Weingarden, Alexa R; Treiger, Olivia; Ulsh, Lauren; Limketkai, Berkeley; Goldenberg, David; Okafor, Philip; Sonu, Irene; Stollman, Neil; Neshatian, Leila.
Afiliação
  • Weingarden AR; Division of Gastroenterology and Hepatology, Department of Medicine, Stanford University School of Medicine, Stanford University, 420 Broadway Street Pavilion D, 2nd Floor, Redwood City, CA, 94063, USA. aweingar@stanford.edu.
  • Treiger O; Division of Gastroenterology, Alta Bates Summit Medical Center, East Bay Center for Digestive Health, 300 Frank H Ogawa Plaza #450, Oakland, CA, 94612, USA.
  • Ulsh L; Department of Medicine, Stanford University, 300 Pasteur Drive, S102, Stanford, CA, 94304, USA.
  • Limketkai B; Division of Digestive Diseases, David Geffen School of Medicine at University of California Los Angeles, Westwood Digestive Diseases, 100 Medical Plaza, Suite 345, Los Angeles, CA, 90024, USA.
  • Goldenberg D; Division of Gastroenterology and Hepatology, Department of Medicine, Stanford University School of Medicine, Stanford University, 420 Broadway Street Pavilion D, 2nd Floor, Redwood City, CA, 94063, USA.
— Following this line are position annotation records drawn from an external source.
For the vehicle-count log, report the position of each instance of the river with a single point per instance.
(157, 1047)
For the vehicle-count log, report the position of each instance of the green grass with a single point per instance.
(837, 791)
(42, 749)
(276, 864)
  • Okafor P; Division of Gastroenterology and Hepatology, Department of Medicine, Stanford University School of Medicine, Stanford University, 420 Broadway Street Pavilion D, 2nd Floor, Redwood City, CA, 94063, USA.
  • Sonu I; Division of Gastroenterology and Hepatology, Department of Medicine, Stanford University School of Medicine, Stanford University, 420 Broadway Street Pavilion D, 2nd Floor, Redwood City, CA, 94063, USA.
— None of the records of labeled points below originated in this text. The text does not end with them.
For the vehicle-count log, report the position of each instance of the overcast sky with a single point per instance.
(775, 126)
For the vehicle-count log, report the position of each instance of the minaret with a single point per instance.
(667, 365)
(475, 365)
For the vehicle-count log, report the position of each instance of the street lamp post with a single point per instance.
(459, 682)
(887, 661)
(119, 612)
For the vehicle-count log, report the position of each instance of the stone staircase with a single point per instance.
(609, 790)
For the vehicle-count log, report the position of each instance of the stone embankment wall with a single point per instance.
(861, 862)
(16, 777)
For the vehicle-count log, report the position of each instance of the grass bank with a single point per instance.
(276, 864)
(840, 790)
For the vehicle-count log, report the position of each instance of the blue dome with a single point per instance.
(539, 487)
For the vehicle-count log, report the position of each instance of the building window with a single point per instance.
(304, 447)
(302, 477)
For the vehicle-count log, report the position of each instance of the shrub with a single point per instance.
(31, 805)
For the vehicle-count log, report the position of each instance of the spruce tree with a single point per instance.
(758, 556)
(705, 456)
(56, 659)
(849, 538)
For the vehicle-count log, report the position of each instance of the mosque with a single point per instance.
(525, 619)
  • Stollman N; Department of Medicine, Stanford University, 300 Pasteur Drive, S102, Stanford, CA, 94304, USA.
  • Neshatian L; Division of Gastroenterology and Hepatology, Department of Medicine, Stanford University School of Medicine, Stanford University, 420 Broadway Street Pavilion D, 2nd Floor, Redwood City, CA, 94063, USA.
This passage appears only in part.